The NoDataSentinel Pattern
When a data source cannot provide data (missing file, deferred loader, or
absent year), it returns a NoDataSentinel
rather than raising an exception. The sentinel is falsy and carries a
human-readable reason:
result = source.get_direct_requirements(year=1990)
if not result:
# Returns reason: "No I-O data for 1990 (BEA tables start 1997)"
logger.warning("Missing data: %s", result.reason)
else:
inverse = computer.compute_inverse(result)
This makes data absence explicit at each call site, prevents silent propagation of missing-data errors through the pipeline, and avoids exception-based control flow for expected conditions.
Deferred Loaders: US4 and US5
Two Level 1 data sources have production loaders explicitly deferred pending data governance arrangements:
US4 — ReproductionRequirements
Production data would come from the Consumer Expenditure Survey (CEX) linked
to ATUS time-use records by class category.

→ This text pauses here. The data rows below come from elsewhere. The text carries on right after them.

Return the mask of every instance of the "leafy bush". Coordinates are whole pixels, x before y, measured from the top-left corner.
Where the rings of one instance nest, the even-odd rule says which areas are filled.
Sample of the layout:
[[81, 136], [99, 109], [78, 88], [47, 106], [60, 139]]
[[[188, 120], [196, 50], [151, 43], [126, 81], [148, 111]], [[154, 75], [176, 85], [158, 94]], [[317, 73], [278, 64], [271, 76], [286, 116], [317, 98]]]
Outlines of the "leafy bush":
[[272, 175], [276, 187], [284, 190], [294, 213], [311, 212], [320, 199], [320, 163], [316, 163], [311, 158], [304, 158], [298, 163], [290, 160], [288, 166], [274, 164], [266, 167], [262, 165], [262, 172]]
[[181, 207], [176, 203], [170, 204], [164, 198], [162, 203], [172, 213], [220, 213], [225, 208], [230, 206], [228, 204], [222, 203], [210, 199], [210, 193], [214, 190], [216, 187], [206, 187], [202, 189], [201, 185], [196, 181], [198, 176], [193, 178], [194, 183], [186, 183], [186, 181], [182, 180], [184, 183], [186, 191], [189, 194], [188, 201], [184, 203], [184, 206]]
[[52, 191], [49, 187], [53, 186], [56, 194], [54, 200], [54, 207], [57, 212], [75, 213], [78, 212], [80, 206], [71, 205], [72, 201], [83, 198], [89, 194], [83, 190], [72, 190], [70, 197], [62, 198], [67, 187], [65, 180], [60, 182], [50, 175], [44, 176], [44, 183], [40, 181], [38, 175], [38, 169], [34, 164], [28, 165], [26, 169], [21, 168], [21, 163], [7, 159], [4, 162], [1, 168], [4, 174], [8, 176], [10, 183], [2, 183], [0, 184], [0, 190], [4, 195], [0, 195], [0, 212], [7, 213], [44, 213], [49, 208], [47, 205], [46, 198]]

This requires BLS microdata
agreements. The DefaultReproductionSource stub always returns a
NoDataSentinel with reason "CEX data source pending (US4 deferred)".
The DefaultReproductionRequirementsComputer is fully implemented and tested
with synthetic data, verifying that the computation structure is correct.
US5 — ClassTransitionMatrix
Production data would come from the Panel Study of Income Dynamics (PSID),
which requires a restricted-use data agreement with the University of Michigan.
The DefaultClassTransitionSource stub returns NoDataSentinel for all
queries, with reason "PSID data source pending constitutional amendment (US5
deferred loader)".
The DefaultClassTransitionComputer (eigendecomposition, class aggregation)
is fully implemented and passes all tests with synthetic matrices.
The deferred pattern means that:
The computation code is complete and correct.
Tests verify the math without requiring real data.
When production data becomes available, only the source protocol implementation needs to change—no downstream code changes required.